"Luis wed Ozema with Christian's cross," she said, pressing to her heart the holy emblem that the young man had given to her in a moment of great peril, and in a manner the reader already knows. "Luis think he about to die—Ozema think she about to die—both wish to die man and wife, and Luis wed with the cross, like good Spanish Christian. Ozema wed Luis in her heart, like Hayti lady, in her own country."
"Here is some mistake—some sad mistake, growing out of the difference of language and customs," observed the admiral. "Don Luis hath not been guilty of this deception. I witnessed the offering of that cross, which was made at sea, during a tempest, and in a way to impress me favorably with the count's zeal in behalf of a benighted soul. There was no wedlock there; nor could any, but one who hath confounded our usages, through ignorance, imagine more than the bestowal of a simple emblem, that it was hoped might be useful, in extremity, to one that had not enjoyed the advantages of baptism and the church's offices."
"Don Luis, dost thou confirm this statement, and also assert that thy gift was made solely with this object?" asked the queen.
"Señora, it is most true. Death was staring us in the face; and I felt that this poor wanderer, who had trusted herself to our care, with the simple confidence of a child, needed some consolation; none seemed so meet, at the moment, as that memorial of our blessed Redeemer, and of our own redemption. To me it seemed the preservative next to baptism."
"Hast thou never stood before a priest with her, nor in any manner abused her guileless simplicity?"
"Señora, it is not my nature to deceive, and every weakness of which I have been guilty in connexion with Ozema shall be revealed. Her beauty and her winning manners speak for themselves, as doth her resemblance to Doña Mercedes. The last greatly inclined me to her, and, had not my heart been altogether another's, it would have been my pride to make the princess my wife. But we met too late for that; and even the resemblance led to comparisons, in which one, educated in infidelity and ignorance, must necessarily suffer. That I have had moments of tenderness for Ozema, I will own; but that they ever supplanted, or came near supplanting, my love for Mercedes, I do deny. If I have any fault to answer for, to the Lady Ozema, it is because I have not always been able to suppress the feelings that her likeness to the Doña Mercedes, and her own ingenuous simplicity—chiefly the former—have induced. Never otherwise, in speech or act, have I offended against her."
"This soundeth upright and true, Beatriz. Thou know'st the count better than I, and can easier say how far we ought to confide in these explanations."
"My life on their truth, my beloved mistress! Luis is no hypocrite, and I rejoice!—oh! how exultingly do I rejoice!—at finding him able to give this fair vindication of his conduct. Ozema, who hath heard of our form of wedlock, and hath seen our devotion to the cross, hath mistaken her position, as she hath my nephew's feelings, and supposed herself a wife, when a Christian girl would not have been so cruelly deceived."

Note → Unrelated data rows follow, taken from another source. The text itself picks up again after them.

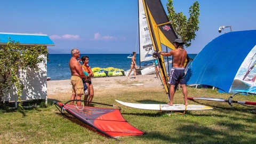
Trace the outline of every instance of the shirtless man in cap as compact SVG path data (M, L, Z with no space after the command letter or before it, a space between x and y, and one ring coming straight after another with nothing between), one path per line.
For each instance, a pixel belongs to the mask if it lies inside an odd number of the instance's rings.
M185 104L188 103L188 91L186 86L185 80L185 73L184 63L187 58L187 51L183 47L184 42L181 39L176 39L173 42L173 45L176 49L169 52L158 52L163 56L173 56L172 68L168 81L170 86L170 102L167 105L173 105L173 96L174 95L175 85L179 83L182 88L183 95L184 95Z
M77 100L81 100L82 95L84 95L84 85L82 78L86 76L83 73L82 66L77 61L80 57L80 52L77 49L71 50L72 57L69 60L69 68L71 71L71 83L72 84L72 95L70 100L74 100L76 97ZM77 105L81 105L81 101L77 102ZM74 105L74 101L70 102L70 104Z

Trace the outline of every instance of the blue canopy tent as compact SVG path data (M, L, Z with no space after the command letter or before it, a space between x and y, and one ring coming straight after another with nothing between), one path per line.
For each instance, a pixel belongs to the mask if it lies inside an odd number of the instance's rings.
M5 45L9 40L19 42L22 45L54 45L46 35L0 33L0 44Z
M33 46L35 45L44 46L53 46L54 43L46 35L30 34L20 33L7 33L0 32L0 45L6 45L10 41L14 43L19 42L21 46ZM20 79L24 82L24 89L21 97L22 101L44 99L47 103L47 58L44 55L40 55L44 60L38 63L40 70L20 70ZM18 95L17 89L12 86L4 94L2 101L15 101L17 107Z
M214 39L189 66L187 84L210 85L229 92L238 69L255 45L255 30L230 32Z

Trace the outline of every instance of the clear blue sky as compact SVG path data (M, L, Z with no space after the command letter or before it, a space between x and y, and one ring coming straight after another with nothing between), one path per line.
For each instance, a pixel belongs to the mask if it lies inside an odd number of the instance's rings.
M162 0L165 10L167 1ZM174 0L176 12L188 15L194 2ZM256 29L256 1L198 2L199 30L188 53L198 53L223 34L219 26ZM1 1L0 32L46 34L55 44L49 47L50 53L70 53L73 47L83 53L131 53L138 41L137 4L137 0Z

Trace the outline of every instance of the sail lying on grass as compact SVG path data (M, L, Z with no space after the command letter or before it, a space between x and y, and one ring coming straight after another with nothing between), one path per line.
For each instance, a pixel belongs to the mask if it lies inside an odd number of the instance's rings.
M160 0L142 0L153 47L156 52L170 52L175 49L172 44L178 38L167 17ZM172 57L157 58L161 79L165 91L169 94L170 85L167 83L169 73L172 67ZM185 62L185 65L188 59Z
M63 111L66 111L86 124L90 129L104 136L115 138L122 136L140 135L144 134L128 123L122 116L119 109L76 106L74 105L63 104L57 102L54 102L54 103L61 109L62 113Z

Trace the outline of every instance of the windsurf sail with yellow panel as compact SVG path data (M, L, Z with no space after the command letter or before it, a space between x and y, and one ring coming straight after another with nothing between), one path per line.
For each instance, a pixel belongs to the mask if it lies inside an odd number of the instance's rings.
M143 0L145 14L155 52L169 52L175 49L172 43L178 36L169 21L161 0ZM159 55L157 58L161 79L169 98L170 84L167 83L172 67L172 57ZM189 62L188 57L185 67Z

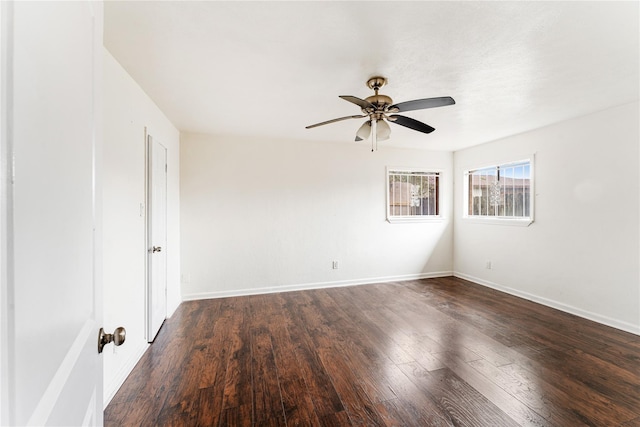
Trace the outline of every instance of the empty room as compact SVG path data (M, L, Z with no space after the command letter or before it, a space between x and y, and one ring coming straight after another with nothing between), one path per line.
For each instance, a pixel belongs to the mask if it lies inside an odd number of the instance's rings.
M0 425L640 426L638 1L0 22Z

"This really hath a seeming probability, Señores," continued the queen, with her sex's sensitiveness to her sex's delicacy of sentiment, not to say to her sex's rights—"This toucheth of a lady's—nay, of a princess' feelings, and must not be treated of openly. It is proper that any further explanations should be made only among females, and I trust to your honor, as cavaliers and nobles, that what hath this night been said, will never be spoken of amid the revels of men. The Lady Ozema shall be my care; and, Count of Llera, thou shalt know my final decision to-morrow, concerning Doña Mercedes and thyself."
As this was said with a royal, as well as with a womanly dignity, no one presumed to demur, but, making the customary reverences, Columbus and our hero left the presence. It was late before the queen quitted Ozema, but what passed in this interview will better appear in the scenes that are still to be given.